25. In view of our decision on quashing the assessment for want of service of notice u/s. 143(2), there is no need to delve into the grounds raised by the assessee on merits.

26. In the result, the appeal is partly allowed”.

Therefore, on this ground itself, the assessment has to be set aside.

5.1. Further, even on merits, we find that the assessee has taken the land of the land owners for development and thereafter, got the entire land registered in its name on 15-11­2006 and re-registered the plots in favour of the land owners vide sale deed dt.16-11-2006. Therefore, it is clear that there is transfer of land in favour of assessee by way of development agreement and not vice-versa.
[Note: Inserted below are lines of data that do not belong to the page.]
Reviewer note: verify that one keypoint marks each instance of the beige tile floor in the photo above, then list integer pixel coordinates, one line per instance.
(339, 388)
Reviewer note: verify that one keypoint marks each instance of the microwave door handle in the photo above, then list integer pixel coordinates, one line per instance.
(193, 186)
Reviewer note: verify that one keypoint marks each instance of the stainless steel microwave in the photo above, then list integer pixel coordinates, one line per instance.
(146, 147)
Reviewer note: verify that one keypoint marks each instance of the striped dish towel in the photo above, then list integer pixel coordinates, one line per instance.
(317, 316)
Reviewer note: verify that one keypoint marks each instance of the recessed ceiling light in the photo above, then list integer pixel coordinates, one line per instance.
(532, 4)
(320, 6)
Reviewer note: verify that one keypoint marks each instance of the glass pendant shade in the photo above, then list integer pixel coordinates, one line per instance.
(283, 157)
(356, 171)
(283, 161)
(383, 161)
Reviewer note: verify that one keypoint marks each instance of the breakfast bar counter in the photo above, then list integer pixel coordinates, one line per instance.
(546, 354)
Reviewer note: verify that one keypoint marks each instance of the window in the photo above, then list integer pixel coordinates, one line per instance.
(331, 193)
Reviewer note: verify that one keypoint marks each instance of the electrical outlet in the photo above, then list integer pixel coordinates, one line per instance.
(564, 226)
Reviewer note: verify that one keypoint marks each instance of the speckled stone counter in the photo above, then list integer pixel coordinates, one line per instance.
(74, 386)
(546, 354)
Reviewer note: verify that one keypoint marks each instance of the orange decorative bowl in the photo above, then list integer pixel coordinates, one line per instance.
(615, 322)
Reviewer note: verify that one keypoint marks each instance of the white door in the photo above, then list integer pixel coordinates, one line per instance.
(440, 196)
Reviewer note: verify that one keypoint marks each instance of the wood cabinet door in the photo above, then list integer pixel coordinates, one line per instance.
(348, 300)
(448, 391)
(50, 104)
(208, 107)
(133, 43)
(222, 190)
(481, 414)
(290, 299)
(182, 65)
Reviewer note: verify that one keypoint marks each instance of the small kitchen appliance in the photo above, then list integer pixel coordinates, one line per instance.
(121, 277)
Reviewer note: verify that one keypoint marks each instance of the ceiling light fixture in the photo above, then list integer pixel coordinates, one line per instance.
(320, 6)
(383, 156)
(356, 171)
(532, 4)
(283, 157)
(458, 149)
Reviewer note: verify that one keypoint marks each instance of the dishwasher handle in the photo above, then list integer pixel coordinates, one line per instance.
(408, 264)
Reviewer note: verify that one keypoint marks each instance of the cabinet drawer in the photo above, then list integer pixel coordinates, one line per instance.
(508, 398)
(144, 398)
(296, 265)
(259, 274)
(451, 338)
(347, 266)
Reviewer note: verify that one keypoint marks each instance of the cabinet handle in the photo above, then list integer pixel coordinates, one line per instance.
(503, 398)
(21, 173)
The land owners’ share is with them only and it is only the plots that have been re-registered in their favour, so that they have a clear title along with the boundaries of the plots. Further, in a development agreement, there is a transfer of land in exchange for the development of the entire property. Thus, the assessee has incurred expenditure for development of the said land, in consideration of which, it has received a portion of the land. This transaction of transfer of land in favour of assessee has to be taxed in the hands of the land owners as there is transfer of land. As far as the assessee is concerned, he is liable to capital gain, when it sells its share of land. The assessee had filed the sale deed dt.15-11-2006 before the CIT(A) to demonstrate that the it had purchased land on 15-11-2006 in acres and had immediately sold the plots on 16-11-2006 i.e., the very next day. This shows that assessee has developed the land and sold the same to the land owners. Therefore, the assessee’s contention that – there is no transaction of any transfer by the assessee to the land owners, is to be accepted. Further, both the AO and the CIT(A) have failed to consider the transaction as a whole and failed to allow the cost of acquisition of the land to the assessee while computing the income from the transaction of sale. As rightly pointed out by the Ld.Counsel for the assessee, if the transaction was to be considered as transfer, then the AO and the CIT(A) ought to have taken the transaction of sale dt.15-11-2006 also into consideration and the cost of acquisition should have been allowed and if it was so done, there would be loss and not income from the said transaction. Therefore, the premise of the AO that there is income which has escaped assessment, is incorrect. The reasons recorded for reopening also are clearly erroneous as the AO has recorded that assessee has not filed the return of income. In view of these facts, we are of the opinion that the re­assessment is not sustainable. Therefore, on both the grounds, assessee’s appeal is liable to be allowed.

6. In the result, the appeal of assessee is allowed.